ARC-ADR-038 — Unified Process & Time Architecture: an HLC temporal envelope + DBOS-durable BPMN/CACAO over the event bus¶
| Field | Value |
|---|---|
| ID | ARC-ADR-038 |
| Status | Proposed |
| Date | 2026-05-30 |
| Deciders | Hub owner (Nicky Clarke) — direction chosen 2026-05-30 (capstone scope; DBOS-as-process-runtime + HLC envelope). Graduation to Accepted gated on ARC-ADR-018 adoption + the Confirmation checks below. |
| Supersedes | — |
| Superseded by | — |
| Tags | process, time, bitemporal, hlc, clock-sync, ntp, chrony, ptp, mesh, multi-region, horizontal-scaling, supercluster, leaf-node, skew-sli, aca, dbos, durable-execution, bpmn, cacao, bpel, event-bus, cloudevents, nats, agent-gateway, ontology, saga, scheduling, cron, capstone |
Context and Problem Statement¶
The fleet has, as separate accepted/proposed decisions, every substrate of an event-driven, model-driven, durable process architecture — but nothing binds them into one system:
- Durable execution — ARC-ADR-018 pilots DBOS Transact (durable workflows, durable queues, step checkpoint/replay, scheduled workflows,
list/cancel/resume/fork) — but scoped to async ingest only. - Event bus + webhooks — ARC-ADR-022: NATS JetStream + CloudEvents v1.0 with HTTP↔bus bridges (
webhook-receiver.pyin,nats-relay.pyout, HMAC + DLQ). - Process execution — ARC-ADR-031 (Accepted): BPMN 2.0 + OASIS CACAO 2.0 parsed to one IR, run by one ~400-line kernel, NATS-triggered, function-tier.

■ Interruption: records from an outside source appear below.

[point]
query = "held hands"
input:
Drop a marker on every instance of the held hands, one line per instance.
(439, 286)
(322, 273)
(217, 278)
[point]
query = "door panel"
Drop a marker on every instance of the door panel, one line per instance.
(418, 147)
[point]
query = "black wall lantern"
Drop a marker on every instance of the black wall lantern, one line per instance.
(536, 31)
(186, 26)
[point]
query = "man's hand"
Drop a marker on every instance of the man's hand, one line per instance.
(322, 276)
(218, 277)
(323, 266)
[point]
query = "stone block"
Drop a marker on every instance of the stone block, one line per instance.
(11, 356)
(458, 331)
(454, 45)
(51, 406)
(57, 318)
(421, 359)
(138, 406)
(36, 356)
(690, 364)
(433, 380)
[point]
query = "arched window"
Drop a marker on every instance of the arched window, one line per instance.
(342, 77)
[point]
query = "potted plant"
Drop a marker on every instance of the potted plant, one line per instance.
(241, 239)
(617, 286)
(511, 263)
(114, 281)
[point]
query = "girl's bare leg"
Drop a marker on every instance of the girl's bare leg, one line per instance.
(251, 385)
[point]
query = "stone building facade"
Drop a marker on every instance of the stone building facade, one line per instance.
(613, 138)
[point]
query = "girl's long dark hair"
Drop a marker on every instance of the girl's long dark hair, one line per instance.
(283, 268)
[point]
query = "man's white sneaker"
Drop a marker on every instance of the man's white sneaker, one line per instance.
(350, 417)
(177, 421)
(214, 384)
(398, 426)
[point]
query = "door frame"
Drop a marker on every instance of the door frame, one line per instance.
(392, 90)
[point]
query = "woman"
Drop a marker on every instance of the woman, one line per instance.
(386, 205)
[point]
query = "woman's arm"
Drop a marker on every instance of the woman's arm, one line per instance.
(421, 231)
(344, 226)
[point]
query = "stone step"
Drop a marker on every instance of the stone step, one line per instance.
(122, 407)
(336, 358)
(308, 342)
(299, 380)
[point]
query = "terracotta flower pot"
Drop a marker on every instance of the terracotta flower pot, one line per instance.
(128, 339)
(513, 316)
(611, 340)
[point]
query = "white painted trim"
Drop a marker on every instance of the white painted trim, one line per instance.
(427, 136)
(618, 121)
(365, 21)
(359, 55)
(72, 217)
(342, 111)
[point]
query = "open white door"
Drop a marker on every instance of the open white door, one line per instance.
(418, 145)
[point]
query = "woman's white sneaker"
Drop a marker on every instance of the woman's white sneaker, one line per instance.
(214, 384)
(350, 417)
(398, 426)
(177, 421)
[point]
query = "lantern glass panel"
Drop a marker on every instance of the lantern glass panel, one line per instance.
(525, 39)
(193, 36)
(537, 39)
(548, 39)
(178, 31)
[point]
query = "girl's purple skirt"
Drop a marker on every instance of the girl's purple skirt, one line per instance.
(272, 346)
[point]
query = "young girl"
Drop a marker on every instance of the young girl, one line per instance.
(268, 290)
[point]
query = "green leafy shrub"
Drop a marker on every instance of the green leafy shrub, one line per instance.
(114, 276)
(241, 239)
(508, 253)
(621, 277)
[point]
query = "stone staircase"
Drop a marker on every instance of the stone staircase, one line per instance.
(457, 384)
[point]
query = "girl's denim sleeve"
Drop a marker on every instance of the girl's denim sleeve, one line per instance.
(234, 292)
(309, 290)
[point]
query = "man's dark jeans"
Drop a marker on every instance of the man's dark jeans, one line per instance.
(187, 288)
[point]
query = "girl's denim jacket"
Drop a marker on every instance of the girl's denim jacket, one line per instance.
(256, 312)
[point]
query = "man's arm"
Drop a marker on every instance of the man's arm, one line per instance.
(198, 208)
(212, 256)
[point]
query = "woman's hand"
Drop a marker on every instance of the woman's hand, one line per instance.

- Bitemporal object store — RT5 "Ontology-Grade Persistence": objects pinned as immutable, content-addressed, bitemporal records (
valid_from/valid_to/recorded_at/superseded_at) with an injectedISerializationClock; plus analytics-side load-dates in ARC-ADR-026. - The agentic API — ARC-ADR-028: the Agent Gateway normalizing A2A + MCP behind one REST/OpenAPI surface, with an async task lifecycle (
POST …/tasks→202 + Location→ poll). - Process-aware ontology — the ontology IR already carries UFO
eventandsituationperdurant stereotypes and aurn:agentarmy:mc:event:{stateMachine}/{objectId}/{trigger}IRI scheme (ARC-ADR-016, ARC-ADR-029, ARC-ADR-030).
Four binding gaps remain:
- No cross-container clock discipline. Four time axes exist in pieces, but causal order across containers does not. Under wall-clock skew and out-of-order bus delivery, the time the frontend stamps, the CloudEvent
time, the pin'srecorded_at, and the Data Vault load-date can disagree and even invert causally. This is the operator's stated unease — "ensure data time records and object time and frontend everything is synched." - No durable home for process state. ARC-ADR-031 explicitly defers durable long-running waits (Open Q1) and timer-driven scheduling — so a runbook timer or a multi-day
intermediateCatchEventcannot survive a restart today. - The ontology's process knowledge compiles to nothing executable. ARC-ADR-031 Open Q5 asks whether the model's process/playbook artifacts should compile to BPMN/CACAO the kernel runs. Unanswered.
- Nothing names how a process step invokes the agentic API. The operator's "BPEL webhook driver for orchestrating across our generalized agentic API" has no defined seam.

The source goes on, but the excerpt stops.